Response to Professor Chen on “The Administrator-in-Chief”

Re: Professor Chen article in the Administrative Law Review

Administrative law scholars when writing on centralized regulatory review often describe the state of affairs relative to a legal metric: usually the constitution, the APA or both. On the other hand Professor Chen utilizes a refreshing approach which bases her analysis on a comparison of two different groups capable of managing centralized regulatory review: White House personnel and experts in the executive branch agencies.

This article is an excellent example of the benefit of  analyzing   centralized regulatory review from the perspective of  comparative administrative law. In  particular the  Professor concludes: “But President Obama channeled his executive actions through experts and agencies. President Trump has concentrated power in the White House and insulated executive power from agency expertise.”

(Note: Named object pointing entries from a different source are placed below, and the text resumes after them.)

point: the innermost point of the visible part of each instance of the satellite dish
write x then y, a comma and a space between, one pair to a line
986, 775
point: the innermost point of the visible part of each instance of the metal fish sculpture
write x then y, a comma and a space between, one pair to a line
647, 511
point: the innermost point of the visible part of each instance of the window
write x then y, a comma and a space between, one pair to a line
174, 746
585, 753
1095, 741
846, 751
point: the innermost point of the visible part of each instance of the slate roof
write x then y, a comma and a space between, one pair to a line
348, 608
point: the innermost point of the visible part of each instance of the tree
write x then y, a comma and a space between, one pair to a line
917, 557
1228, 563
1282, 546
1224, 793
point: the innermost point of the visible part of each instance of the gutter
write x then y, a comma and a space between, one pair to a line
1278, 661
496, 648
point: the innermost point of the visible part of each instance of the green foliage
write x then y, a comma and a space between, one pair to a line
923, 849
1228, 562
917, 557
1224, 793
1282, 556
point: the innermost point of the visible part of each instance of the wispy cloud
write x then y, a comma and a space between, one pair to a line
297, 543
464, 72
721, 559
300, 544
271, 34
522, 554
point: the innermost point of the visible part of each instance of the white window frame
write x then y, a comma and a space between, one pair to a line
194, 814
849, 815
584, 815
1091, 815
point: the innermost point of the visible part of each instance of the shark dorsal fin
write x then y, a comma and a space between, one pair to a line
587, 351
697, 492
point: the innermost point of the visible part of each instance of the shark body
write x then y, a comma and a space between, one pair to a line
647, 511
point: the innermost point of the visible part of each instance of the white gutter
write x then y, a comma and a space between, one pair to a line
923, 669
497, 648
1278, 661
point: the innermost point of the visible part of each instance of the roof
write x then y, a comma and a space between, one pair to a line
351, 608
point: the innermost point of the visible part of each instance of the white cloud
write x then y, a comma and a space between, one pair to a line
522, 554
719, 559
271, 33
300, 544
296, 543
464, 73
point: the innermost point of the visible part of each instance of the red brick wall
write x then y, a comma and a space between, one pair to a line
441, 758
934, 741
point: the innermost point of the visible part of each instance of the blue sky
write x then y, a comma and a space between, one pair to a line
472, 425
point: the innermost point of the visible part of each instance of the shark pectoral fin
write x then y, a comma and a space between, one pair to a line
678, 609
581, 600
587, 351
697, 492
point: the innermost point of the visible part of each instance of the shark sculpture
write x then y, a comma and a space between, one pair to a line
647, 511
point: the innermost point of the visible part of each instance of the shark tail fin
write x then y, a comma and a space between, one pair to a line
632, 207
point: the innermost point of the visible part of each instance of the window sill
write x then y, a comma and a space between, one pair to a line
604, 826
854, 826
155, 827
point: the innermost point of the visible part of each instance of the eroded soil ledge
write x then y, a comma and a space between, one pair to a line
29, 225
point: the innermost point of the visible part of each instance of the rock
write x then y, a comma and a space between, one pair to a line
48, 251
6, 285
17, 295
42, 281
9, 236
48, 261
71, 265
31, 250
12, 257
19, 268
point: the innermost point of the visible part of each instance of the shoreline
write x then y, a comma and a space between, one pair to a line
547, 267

The Professor also concludes: “OIRA uses blunt tools and limited measures of agency performance, asserting efficiency and cost-savings as the primary manifestations of administrative competence without adequately considering values such as fairness, reputation, legal and policy acumen, operational success and commitment to organizational mission.”

One glaring deficiency in an otherwise noteworthy article is the failure of the Professor to describe how the Obama proposals were issued notwithstanding OIRA’s “use of blunt tools and a lack of legal and policy acumen” as well as the possibility of her not accepting the fact that the White House is an office separate and distinct from OIRA; see this proposal for expanding the scope of law school curricula.

It appears that the Professor sanctions the bypassing of a statutorily-based office (OIRA), vested with regulatory oversight responsibilities, either on a continued basis or periodically depending upon the views of the  incumbent President. OIRA/OMB were involved in the Obama rulings, they were absent from the Trump rulings.

N. B.  Executive Order 12291, which was the first government-wide mandate for centralized regulatory review and is sometimes referred to as one of the two most significant process instruments in the regulatory state, was drafted solely by OIRA and the office of the White House Counsel with absolutely no involvement from the “expert” agencies possibly with the exception of DOJ.